Company names and domain names are not necessarily trademarks, though they can be.
Just because a trademark is not registered doesn't mean it's up for grabs. Trademark rights arise from the mark being used in commerce, registration just gives some additional protections.
Buying and creating domains doesn't give you any rights as to similar domains. Domains are just names, they have no inherent rights. Indeed, if you have been found to have obtained a domain in bad faith (to interfere with a company with that name or trademark), you an indeed be found to be cybersquatting and have the name taken from YOU in a UDRP proceeding.
Now rather than me writing an entire treatise on trademarks and domain names, why don't you give us some actual details so we can determine if their are trademarks in existance, whether there is likely infringement between those marks, and what the domain possibilities are.

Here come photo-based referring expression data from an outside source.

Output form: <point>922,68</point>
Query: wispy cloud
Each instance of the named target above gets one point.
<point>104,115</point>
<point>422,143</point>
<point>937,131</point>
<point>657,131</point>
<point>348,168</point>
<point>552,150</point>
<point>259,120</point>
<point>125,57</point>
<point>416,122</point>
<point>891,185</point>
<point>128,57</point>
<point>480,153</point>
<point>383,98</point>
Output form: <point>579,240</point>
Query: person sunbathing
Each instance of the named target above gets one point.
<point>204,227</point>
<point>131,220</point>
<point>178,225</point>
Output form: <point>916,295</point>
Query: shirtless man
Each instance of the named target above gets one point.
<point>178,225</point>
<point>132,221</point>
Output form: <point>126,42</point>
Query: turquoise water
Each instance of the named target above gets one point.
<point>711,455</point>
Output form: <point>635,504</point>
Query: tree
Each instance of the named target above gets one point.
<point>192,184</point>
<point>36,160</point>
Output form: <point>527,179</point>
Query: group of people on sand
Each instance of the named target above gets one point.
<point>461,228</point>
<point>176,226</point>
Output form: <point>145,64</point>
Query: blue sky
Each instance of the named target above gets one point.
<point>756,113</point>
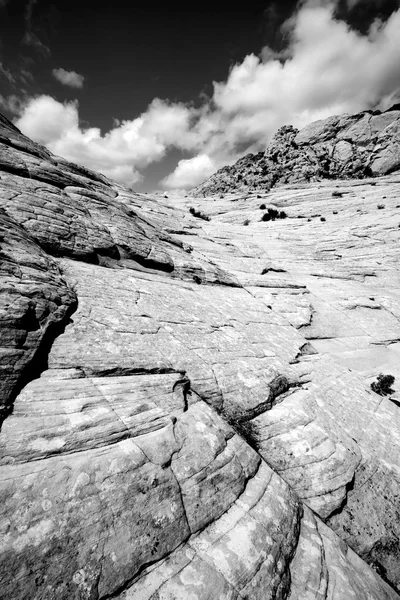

For example, I have a company called Sensor Systems. I've owned the domain sensor.com since 1993. There are no fewer than four other companies called Sensor Systems out there with various perturbations on the domain name. We assert Sensor Systems as an (unregistered mark) though we've owned other registered marks for some of our key products. We've not had any infringement issues. Occassionally, I'll get a misdirected communication looking for one of the others and I just forward that along (or return it to the sender with the correct address). Our markets are very, very, fringely related (we do geospatial software and they make GPS antennas). We had a small lawyer-letter-writing discussion on one of our other trademarks but we settled with the fact that the products were really in different markets and we agreed to cross-recommend each other's product if we encountered one looking for the other (One was an satellite image analysis package called Xcalibur and the other a document imaging system called Excalibur).